The woman saw that the tree was good for food, pleasing to the eyes, and desirable for gaining wisdom. So she took some of its fruit and ate it; and she also gave some to her husband, who was with her, and he ate it. Genesis 3:6
Happy First Week in Lent!
The Old Testament reading is what has traditionally been called the Temptation of Eve. This strikes me as a comic scene: The Snake, for reasons of its own, points out to the woman that the fruit of the tree that she has just refused to eat will make her wise and calls God’s bluff, assuring her that God isn’t going to kill her. She looks at the tree, sees beautiful delicious fruit that will make her wise, and eats some. Then she gives some to the man, who is just standing there!

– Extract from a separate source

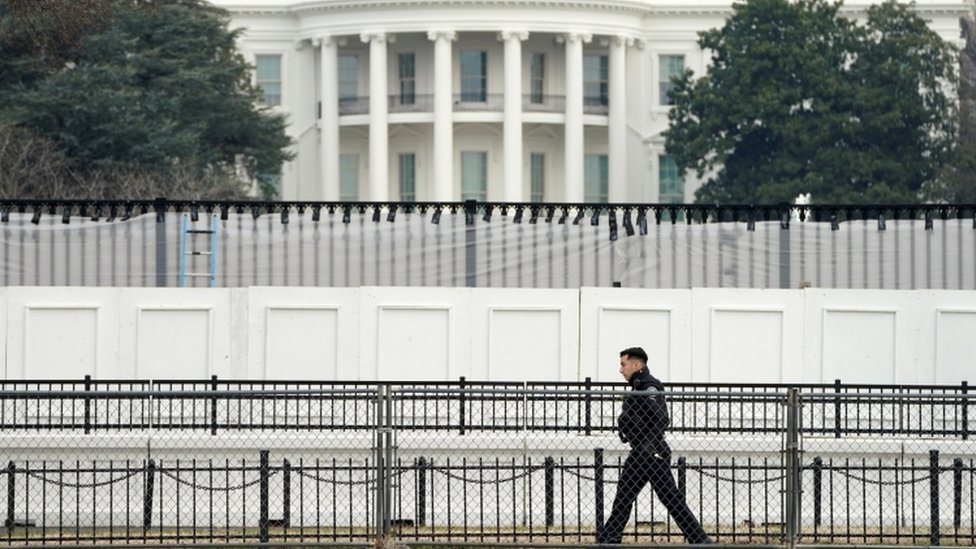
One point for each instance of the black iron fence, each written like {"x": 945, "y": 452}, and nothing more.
{"x": 477, "y": 244}
{"x": 466, "y": 406}
{"x": 475, "y": 463}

Does he say, “Uh, Eve, uh, yea, it all looks good but, uh, maybe we ought not do what God told us not to do”? Nah. He just eats the apple. I get the feeling that maybe the snake talked to the woman because the guy just wasn’t smart enough to recognize the value of beauty, nutrition and wisdom.
It seems that sin has two components: (1) it’s attractive and (2) it’s about us. There is an interesting article on homelessness in the January-February Atlantic magazine called “The Looming Revolt Over Homelessness” by Jerusalem Demsas, a staff writer. Demsas cites a book by UW professor Gregg Colburn and data scientist Clayton Page Aldern whose argument is in its title – get ready for this: Homelessness Is A Housing Problem. The biggest finding is that once the cost of housing rises above 30% of income, homelessness becomes a public problem.
This apparently isn’t a big secret to those who study housing, so why can’t our politicians solve it? Because building more housing bumps up against us, the public; we like to preserve our neighborhoods and town as we have always known them. Putting multi-family homes in single family zones restricts the building of housing in large parts of cities. We like buildings that are attractive and well-kept with attractive and well-kept people living in them. Single Room Occupancy hotels have been removed because we found them unsightly, unsafe and unhealthy. We have created the homelessness crisis ourselves by choosing the good – for ourselves, or in the immortal words of Pogo, “We have met the enemy, and they is us.”